Prove sin(α+β)sin(α-β)=cos^2β-cos^2α
First off these are usually not this hard...just saying...ill be changing your alphas to x's and your betas to y's
we will work with the left side because it is easier.
use identity sum and difference
sin(x+y)sin(x+y)=cos^2y-cos^2x
s
(sinxcosy+cosxsiny)(sinxcosy-cosxsiny)=
Then, foil those and your middle two terms should cancel out leaving you with
sin^2xcos^2y-cos^2xsin^2y=
now using the pythagereom theorem change all the sin^2's to cos^2 giving you
cos^2y-cos^2xcos^2y-[cos^2xcos^2xcos^2y]=
cos^2y-cos^2xcos^2y-cos^2x+cos^2xcos^2y=
cos^2y-cos^2x
To prove the identity sin(α + β)sin(α - β) = cos^2β - cos^2α, we can use the trigonometric identities.

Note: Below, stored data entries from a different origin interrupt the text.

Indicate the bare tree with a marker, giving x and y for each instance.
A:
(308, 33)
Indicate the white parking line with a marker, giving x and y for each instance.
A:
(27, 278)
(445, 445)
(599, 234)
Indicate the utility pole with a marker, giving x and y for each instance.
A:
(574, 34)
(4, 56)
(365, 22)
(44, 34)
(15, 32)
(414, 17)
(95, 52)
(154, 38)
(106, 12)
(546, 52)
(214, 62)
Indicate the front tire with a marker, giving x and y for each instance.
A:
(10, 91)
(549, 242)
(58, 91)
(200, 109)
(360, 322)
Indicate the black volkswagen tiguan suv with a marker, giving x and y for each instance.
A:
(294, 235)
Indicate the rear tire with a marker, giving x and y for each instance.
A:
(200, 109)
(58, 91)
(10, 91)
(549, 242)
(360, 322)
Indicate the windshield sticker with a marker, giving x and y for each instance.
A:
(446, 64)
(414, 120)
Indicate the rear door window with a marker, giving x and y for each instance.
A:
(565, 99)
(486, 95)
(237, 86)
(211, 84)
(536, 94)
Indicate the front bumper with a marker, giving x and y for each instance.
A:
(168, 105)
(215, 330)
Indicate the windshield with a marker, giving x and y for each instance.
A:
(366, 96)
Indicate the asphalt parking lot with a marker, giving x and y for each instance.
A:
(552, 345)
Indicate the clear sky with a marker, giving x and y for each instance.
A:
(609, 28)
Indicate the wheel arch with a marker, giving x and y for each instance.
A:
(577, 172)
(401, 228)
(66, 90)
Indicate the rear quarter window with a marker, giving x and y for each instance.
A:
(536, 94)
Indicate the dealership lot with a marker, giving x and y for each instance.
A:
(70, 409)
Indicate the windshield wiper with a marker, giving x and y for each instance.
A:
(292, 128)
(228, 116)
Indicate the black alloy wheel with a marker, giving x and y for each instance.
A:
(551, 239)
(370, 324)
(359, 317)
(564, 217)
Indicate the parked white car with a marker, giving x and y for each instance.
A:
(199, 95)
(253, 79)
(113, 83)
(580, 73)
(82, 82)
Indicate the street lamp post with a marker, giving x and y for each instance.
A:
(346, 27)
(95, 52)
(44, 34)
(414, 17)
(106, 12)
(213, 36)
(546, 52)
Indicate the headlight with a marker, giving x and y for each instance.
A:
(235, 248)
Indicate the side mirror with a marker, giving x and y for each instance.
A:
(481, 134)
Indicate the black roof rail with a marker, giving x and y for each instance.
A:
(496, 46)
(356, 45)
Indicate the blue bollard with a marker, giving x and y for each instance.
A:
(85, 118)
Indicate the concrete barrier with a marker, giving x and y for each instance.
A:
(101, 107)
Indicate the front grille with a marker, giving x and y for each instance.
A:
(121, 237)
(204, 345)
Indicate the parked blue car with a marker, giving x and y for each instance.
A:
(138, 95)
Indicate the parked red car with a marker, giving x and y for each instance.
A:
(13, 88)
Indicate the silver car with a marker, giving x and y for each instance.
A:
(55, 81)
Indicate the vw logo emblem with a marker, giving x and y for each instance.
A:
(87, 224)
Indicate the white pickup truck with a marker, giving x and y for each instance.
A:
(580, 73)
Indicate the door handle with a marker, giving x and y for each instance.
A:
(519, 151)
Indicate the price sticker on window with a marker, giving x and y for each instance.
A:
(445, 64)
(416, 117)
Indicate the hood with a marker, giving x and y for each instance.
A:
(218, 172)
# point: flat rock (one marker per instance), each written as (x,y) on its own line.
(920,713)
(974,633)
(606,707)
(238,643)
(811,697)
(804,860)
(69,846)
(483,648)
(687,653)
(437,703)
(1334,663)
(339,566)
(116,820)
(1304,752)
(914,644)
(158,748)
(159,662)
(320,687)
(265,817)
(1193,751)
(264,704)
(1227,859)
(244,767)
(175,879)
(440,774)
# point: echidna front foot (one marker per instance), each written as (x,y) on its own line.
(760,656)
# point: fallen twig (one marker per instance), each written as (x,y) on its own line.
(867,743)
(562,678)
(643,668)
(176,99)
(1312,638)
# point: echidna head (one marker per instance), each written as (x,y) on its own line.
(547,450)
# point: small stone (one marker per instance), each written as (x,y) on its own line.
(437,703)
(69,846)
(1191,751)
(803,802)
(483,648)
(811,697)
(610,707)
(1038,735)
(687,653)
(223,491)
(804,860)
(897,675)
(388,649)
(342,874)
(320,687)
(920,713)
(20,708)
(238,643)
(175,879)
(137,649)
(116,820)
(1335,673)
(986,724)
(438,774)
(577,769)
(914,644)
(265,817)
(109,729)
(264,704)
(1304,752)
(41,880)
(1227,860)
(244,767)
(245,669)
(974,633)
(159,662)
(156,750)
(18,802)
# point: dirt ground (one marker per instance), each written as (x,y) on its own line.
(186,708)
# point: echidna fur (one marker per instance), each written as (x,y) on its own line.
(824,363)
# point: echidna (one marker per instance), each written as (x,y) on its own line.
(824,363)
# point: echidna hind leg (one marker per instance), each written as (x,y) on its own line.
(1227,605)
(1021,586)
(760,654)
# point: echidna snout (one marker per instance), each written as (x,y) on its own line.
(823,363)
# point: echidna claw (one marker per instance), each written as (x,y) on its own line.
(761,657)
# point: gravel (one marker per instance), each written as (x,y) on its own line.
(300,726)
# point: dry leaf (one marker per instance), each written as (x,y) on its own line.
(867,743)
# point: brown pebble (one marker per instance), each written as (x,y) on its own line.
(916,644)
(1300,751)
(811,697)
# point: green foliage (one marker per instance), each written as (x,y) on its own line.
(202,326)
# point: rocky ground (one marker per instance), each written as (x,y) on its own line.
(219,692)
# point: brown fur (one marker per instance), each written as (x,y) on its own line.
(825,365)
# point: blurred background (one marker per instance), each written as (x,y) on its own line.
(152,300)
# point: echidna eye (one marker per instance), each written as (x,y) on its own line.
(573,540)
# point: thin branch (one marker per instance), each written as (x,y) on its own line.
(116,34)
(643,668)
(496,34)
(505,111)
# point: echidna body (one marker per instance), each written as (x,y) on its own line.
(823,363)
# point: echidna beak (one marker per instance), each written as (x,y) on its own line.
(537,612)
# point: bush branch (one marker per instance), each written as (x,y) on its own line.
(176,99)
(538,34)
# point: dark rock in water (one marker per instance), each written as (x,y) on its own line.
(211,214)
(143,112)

Let's break it down step by step:
1. Start with the left side of the equation: sin(α + β)sin(α - β).
2. Expand the left side using the product-to-sum identity: sin(α + β)sin(α - β) = (1/2)[cos((α + β) - (α - β)) - cos((α + β) + (α - β))].

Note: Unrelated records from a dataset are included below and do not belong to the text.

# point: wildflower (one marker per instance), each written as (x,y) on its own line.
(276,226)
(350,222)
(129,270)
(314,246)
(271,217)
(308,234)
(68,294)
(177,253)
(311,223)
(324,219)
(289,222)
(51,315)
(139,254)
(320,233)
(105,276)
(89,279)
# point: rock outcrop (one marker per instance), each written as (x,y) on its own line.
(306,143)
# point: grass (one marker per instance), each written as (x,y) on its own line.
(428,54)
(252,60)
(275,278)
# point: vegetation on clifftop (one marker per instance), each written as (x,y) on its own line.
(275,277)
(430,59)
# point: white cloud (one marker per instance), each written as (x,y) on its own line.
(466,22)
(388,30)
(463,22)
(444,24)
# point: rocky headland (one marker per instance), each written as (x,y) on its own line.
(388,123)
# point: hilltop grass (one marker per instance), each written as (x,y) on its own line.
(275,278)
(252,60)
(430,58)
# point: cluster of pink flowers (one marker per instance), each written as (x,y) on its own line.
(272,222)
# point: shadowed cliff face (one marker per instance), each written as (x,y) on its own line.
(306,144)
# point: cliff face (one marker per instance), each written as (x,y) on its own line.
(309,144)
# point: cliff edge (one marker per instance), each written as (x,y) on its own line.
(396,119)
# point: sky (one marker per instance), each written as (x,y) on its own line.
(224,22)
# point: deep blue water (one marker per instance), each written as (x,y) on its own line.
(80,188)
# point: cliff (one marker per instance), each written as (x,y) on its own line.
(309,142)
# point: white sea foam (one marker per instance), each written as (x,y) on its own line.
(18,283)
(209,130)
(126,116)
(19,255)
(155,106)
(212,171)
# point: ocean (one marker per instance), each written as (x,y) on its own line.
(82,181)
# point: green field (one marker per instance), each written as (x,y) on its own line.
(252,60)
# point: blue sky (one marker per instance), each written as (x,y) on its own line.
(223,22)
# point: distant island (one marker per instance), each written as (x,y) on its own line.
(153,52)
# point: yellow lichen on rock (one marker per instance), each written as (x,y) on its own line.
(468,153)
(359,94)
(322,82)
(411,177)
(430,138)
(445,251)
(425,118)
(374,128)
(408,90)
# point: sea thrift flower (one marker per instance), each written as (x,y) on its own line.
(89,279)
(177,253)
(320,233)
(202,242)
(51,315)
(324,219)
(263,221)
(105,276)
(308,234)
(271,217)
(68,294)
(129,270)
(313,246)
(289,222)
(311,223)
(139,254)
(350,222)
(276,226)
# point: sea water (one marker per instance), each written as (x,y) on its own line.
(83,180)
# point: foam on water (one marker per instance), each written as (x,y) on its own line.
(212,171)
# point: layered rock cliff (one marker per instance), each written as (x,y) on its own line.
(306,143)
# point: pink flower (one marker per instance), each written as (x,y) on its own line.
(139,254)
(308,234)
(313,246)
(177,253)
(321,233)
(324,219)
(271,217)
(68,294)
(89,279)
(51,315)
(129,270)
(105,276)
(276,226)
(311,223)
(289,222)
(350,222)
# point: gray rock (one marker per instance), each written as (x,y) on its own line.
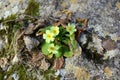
(30,42)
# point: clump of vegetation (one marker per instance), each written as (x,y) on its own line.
(33,8)
(59,41)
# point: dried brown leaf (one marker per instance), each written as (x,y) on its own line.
(58,63)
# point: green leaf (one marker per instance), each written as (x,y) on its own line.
(58,55)
(45,49)
(68,54)
(73,41)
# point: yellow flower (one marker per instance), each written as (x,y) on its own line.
(53,49)
(48,36)
(71,28)
(55,30)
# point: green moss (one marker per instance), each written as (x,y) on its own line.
(33,8)
(49,75)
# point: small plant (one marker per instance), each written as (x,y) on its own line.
(59,41)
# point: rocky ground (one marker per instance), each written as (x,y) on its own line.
(103,25)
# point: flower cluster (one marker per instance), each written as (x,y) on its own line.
(56,40)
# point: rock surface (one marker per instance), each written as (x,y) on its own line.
(104,17)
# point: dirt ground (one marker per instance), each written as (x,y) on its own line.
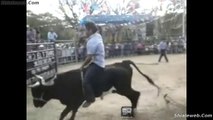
(171,77)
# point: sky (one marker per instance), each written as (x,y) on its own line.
(51,6)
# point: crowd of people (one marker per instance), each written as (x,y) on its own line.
(116,49)
(34,35)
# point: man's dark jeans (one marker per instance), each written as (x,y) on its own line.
(163,53)
(92,74)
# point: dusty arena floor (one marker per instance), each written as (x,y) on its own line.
(171,77)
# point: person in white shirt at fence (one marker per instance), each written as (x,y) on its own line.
(163,48)
(52,36)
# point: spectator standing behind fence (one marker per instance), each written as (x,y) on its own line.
(52,36)
(31,35)
(163,47)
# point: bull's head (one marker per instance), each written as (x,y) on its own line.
(40,90)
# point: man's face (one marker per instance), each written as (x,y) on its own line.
(88,32)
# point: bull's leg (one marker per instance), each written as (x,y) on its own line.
(134,98)
(65,112)
(73,114)
(131,94)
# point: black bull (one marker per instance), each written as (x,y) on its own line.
(67,87)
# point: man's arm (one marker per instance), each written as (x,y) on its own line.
(48,35)
(56,36)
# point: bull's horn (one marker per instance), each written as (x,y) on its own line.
(34,85)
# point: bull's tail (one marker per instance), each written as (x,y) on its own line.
(147,77)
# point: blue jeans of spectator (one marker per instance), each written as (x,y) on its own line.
(91,74)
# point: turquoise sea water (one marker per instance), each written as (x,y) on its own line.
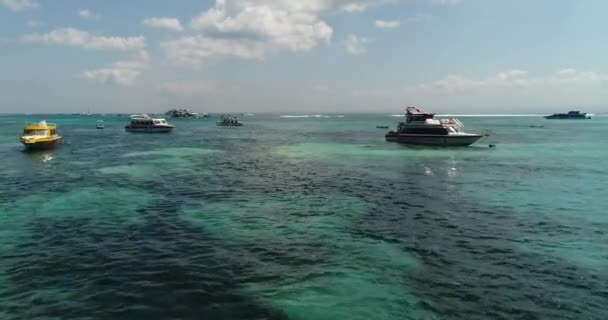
(304,218)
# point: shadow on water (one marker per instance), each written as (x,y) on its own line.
(470,262)
(473,266)
(158,270)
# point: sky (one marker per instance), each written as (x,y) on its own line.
(302,56)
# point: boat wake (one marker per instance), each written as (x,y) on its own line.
(309,116)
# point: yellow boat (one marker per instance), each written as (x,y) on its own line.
(42,135)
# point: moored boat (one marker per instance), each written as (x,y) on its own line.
(145,123)
(229,121)
(40,136)
(576,115)
(422,128)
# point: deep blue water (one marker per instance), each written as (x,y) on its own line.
(304,218)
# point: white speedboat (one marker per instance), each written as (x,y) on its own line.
(423,129)
(229,121)
(145,123)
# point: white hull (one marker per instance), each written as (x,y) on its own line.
(460,140)
(155,129)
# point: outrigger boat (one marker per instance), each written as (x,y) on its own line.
(145,123)
(423,129)
(40,136)
(229,121)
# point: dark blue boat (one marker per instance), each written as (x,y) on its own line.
(570,115)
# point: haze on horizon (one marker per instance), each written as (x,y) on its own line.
(297,56)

3. Simplify the equation further: (1/2)[cos(2β) - cos(2α)].
4. To further simplify, use the identity cos(2θ) = 1 - 2sin^2θ: (1/2)[1 - 2sin^2β - 1 + 2sin^2α].
5. Combine the terms: (1/2)[2sin^2α - 2sin^2β].
6. Factor out a -1: (1/2)[-2(sin^2β - sin^2α)].
7. Use the identity sin^2θ - sin^2φ = cos(2φ) - cos(2θ): (1/2)[-2(cos2α - cos2β)].
8. Simplify further: (1/2)[-2(cos2α - cos2β)] = -[cos2α - cos2β].
9. Finally, use the identity cos(2θ) = 2cos^2θ - 1: -[cos2α - cos2β] = -(2cos^2α - 1 - 2cos^2β + 1).
10. Combine like terms: -2cos^2α + 2cos^2β.
11. Rearrange the terms: 2cos^2β - 2cos^2α.
12. This expression is equivalent to cos^2β - cos^2α, which is the right side of the equation.
Therefore, we have proven the identity sin(α + β)sin(α - β) = cos^2β - cos^2α.